We’re not saying we’re the Ric Charlesworth of junior coaching. Far from it, but this coach has identified something she can pick up and take back to kids we’re not reaching.

She then came to us with a problem her club is facing around junior coaching and finding the right coach for an underage team at her club.

We spoke a bit and came up with a name of a fella who she hadn’t thought of and who I, personally, hold in very high regard at her club and believe would be an excellent junior coach.
This is based on his own skill, communication style, knowledge and passion for the game and how he interacts with his own kids as a Dad. I’m happy to Dad and not father for this fella.

He’s been around as long as I have, played with and against me and I respect him as a teammate, opponent and jolly decent human.

The conversation turned to his lack of coaching experience. Despite being around the sport as long as me, he hasn’t coached much. The simple answer from us is, “We don’t care.”

Personally and professionally; I don’t care if he’s green, he’ll learn. I don’t care if he’s nervous, he’ll gain confidence. I don’t care if he’s from a rival club, give him my number and I can help with whatever he needs.

This isn’t the first time and won’t be the last time I/we will make this offer. For no gain at all other than seeing someone or their athletes improve/succeed/develop, call it what you will.

During a recent national championship, a player was thrown in the deep end to play a position they had never player before. We wrote a paper to give this player theory on the position, a couple of quick tips and handy hints that saw this player finish runner up in the Most Valuable Player award.

How to best develop players in your team PIC: England Hockey

The coach of this team probably should have done this themselves but was unable to for very legitimate reasons so asked for help which we commend. Eventually this coach, a senior player at a very successful rival club, asked me for the notes we had written.

We had a choice.

Deny this coach the opportunity to develop their coaching and benefit a whole group of young players based on prejudices like being a from a rival club or even getting that coaching gig over me.

Or give the notes freely help the coach to learn, help a group of aspiring players, develop a working relationship with that coach and benefit the eco-system of the sport. Pretty simple choice really.

We gave the notes, they needed editing for a wider audience, but a whole group of young people benefitted.

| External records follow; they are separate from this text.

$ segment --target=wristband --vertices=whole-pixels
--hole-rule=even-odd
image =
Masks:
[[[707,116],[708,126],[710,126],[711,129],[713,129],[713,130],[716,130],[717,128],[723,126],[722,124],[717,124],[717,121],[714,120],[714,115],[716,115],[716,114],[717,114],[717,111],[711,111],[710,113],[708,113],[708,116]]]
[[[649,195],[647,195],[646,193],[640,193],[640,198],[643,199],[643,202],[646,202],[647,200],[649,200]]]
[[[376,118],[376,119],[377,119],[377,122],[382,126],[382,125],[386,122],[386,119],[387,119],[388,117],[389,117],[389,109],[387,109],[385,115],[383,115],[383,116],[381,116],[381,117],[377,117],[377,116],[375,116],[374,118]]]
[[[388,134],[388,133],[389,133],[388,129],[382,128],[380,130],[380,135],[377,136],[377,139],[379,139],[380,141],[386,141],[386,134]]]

Basically, we didn’t care. We didn’t care about our intellectual property, who the person was or what they were trying to achieve.

We didn’t see it as us and them, we saw it as we and that’s where this blog goes.

Sport is we. Whether you are in a team where we is obvious, or an individual athlete where we can be harder to find, the benefits of putting we ahead of I MUST outweigh any rivalry, pettiness and ill will.

To the potential underage coach who may step up for his club, we don’t care if you do or you don’t, that’s on you, but we also don’t care if you call whenever you need a helping hand, just touch base.

For sport to survive and thrive, a whole of sport approach needs to be adopted, cross pollination of sport too and the benefit to a whole community needs to be seen as greater than individual achievement.

It’s basic, who you are means nothing to us, what you are doing means the world and we are here to support anybody trying to make things better.